Jim Colder

dicembre 13, 2010 § Lascia un commento

Jim Colder

 

Gli Studios sono sul lato opposto della strada. I pioppi hanno la corteccia macchiata, sono malati, e fra un po’ verranno a dargli l’estrema unzione. Siedo nel bar dove siedo ogni mattina da 35 anni. Da quando vengo a fare colazione qui ho visto 12 barman, 28 camerieri, tre gestori, 6 insegne, due monete. La strada invece è rimasta intatta. Lo stesso asfalto, la stessa gioielleria all’angolo, la fontana in fondo, i palazzi primo novecento. E’ rimasto com’era, questo pezzo di Roma.

In genere inizio alle 9, ma può succedere che mi convochino anche alle 7:30. Se non ho molte scene posso staccare alle 13. Dopo la pausa le riprese possono durare massimo sei ore. Sono un attore. Il mio nome è Jim Colder. Sono nato a Boulder, in Colorado, nel 1936.

Mia madre era spagnola, mio padre di Boulder, Colorado. Quando la madre di mia madre venne a trovarci, disse «che cazzo, qui è più freddo della morte». Mio padre rispose «è vero, vecchia, dovresti uniformarti».

Da piccolo giocavo nella squadra di baseball. Mio fratello maggiore, Al, allenava quel branco di ragazzini foruncolosi che ogni domenica mattina uscivano in calzettoni grigi per sfidare il ghiaccio, più che la gravità. Mio fratello Al aveva un motto, che gli piaceva ripetere prima delle partite: «in culo ai freddolosi». Allora noi, della squadra dei Grey, ci mettevamo in cerchio e con tutta la saliva che avevamo gridavamo in coro «in culo ai freddolosi».

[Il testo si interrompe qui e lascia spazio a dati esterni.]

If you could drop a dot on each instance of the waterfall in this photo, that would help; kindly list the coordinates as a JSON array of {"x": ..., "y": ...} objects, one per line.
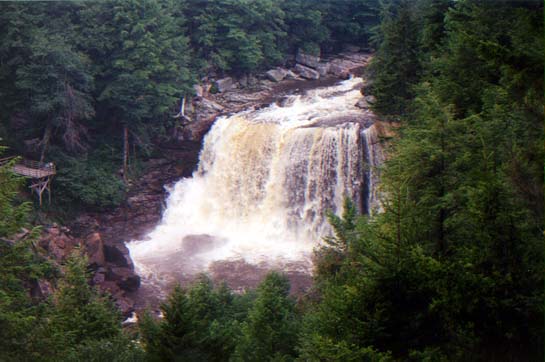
[{"x": 265, "y": 182}]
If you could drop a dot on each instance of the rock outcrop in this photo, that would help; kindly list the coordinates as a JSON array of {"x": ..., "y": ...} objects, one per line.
[
  {"x": 306, "y": 72},
  {"x": 308, "y": 60},
  {"x": 277, "y": 75},
  {"x": 225, "y": 84},
  {"x": 104, "y": 235}
]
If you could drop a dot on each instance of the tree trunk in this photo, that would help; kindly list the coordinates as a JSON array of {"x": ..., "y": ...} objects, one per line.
[
  {"x": 125, "y": 153},
  {"x": 45, "y": 142}
]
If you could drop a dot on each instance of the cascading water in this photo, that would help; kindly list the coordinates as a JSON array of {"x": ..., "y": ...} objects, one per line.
[{"x": 265, "y": 181}]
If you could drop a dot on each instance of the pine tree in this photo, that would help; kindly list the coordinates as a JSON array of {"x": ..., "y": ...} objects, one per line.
[{"x": 270, "y": 331}]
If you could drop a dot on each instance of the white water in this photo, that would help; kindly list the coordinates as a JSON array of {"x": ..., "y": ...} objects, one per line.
[{"x": 265, "y": 181}]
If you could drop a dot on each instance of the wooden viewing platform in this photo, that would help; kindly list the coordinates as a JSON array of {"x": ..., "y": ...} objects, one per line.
[{"x": 41, "y": 174}]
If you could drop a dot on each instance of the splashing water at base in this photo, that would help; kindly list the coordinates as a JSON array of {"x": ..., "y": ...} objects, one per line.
[{"x": 265, "y": 181}]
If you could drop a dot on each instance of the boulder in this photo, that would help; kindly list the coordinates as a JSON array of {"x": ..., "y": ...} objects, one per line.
[
  {"x": 199, "y": 90},
  {"x": 95, "y": 249},
  {"x": 291, "y": 75},
  {"x": 117, "y": 255},
  {"x": 308, "y": 60},
  {"x": 277, "y": 75},
  {"x": 225, "y": 84},
  {"x": 124, "y": 278},
  {"x": 323, "y": 69},
  {"x": 370, "y": 99},
  {"x": 307, "y": 72},
  {"x": 362, "y": 103},
  {"x": 339, "y": 70}
]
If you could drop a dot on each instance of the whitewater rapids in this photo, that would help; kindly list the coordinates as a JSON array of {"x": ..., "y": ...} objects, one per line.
[{"x": 265, "y": 181}]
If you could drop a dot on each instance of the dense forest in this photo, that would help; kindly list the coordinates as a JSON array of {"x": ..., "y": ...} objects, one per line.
[{"x": 452, "y": 269}]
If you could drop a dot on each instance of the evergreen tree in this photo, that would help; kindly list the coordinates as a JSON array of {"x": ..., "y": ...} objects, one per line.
[
  {"x": 270, "y": 331},
  {"x": 397, "y": 65}
]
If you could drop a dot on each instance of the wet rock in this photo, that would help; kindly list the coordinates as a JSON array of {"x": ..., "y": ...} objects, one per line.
[
  {"x": 124, "y": 278},
  {"x": 57, "y": 243},
  {"x": 362, "y": 103},
  {"x": 199, "y": 90},
  {"x": 370, "y": 99},
  {"x": 277, "y": 75},
  {"x": 339, "y": 70},
  {"x": 308, "y": 60},
  {"x": 225, "y": 84},
  {"x": 117, "y": 255},
  {"x": 307, "y": 72},
  {"x": 291, "y": 75},
  {"x": 323, "y": 69},
  {"x": 94, "y": 247}
]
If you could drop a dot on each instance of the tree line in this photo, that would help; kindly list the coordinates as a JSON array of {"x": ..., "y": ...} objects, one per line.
[
  {"x": 452, "y": 269},
  {"x": 82, "y": 83}
]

Al lavorava con mio padre all’officina dei treni, in uno dei magazzini che facevano da scia alla stazione ferroviaria. Quando tornava a casa si lavava mani e faccia nel catino, con l’acqua che mia madre mi ordinava di caricare dal pozzo. Poi si sedeva a tavola, fingendo di leggere il giornale della sera. Guardava la combinazione delle lettere, più che altro. Gli piacevano molto le lettere, ma non aveva mai avuto fortuna con l’alfabeto. Mia madre mi faceva un segno e io apparecchiavo per quattro persone. Ma non aspettavamo mai mio padre. Lui aveva da lavorare fino a tardi. Finito di mangiare, Al mi accompagnava in camera: mentro indossavo il pigiama, lui fumava una sigaretta espirando con la bocca a uccellino dalla finestra, perché nessuno doveva sapere che lui fumava; dopo aver tirato una schicchera al mozzicone, facendolo scintillare sul prato come una lucciola, si sdraiava sul suo letto e iniziava un racconto; era la storia di tutti quelli che passavano dalla stazione di Boulder, giorno per giorno.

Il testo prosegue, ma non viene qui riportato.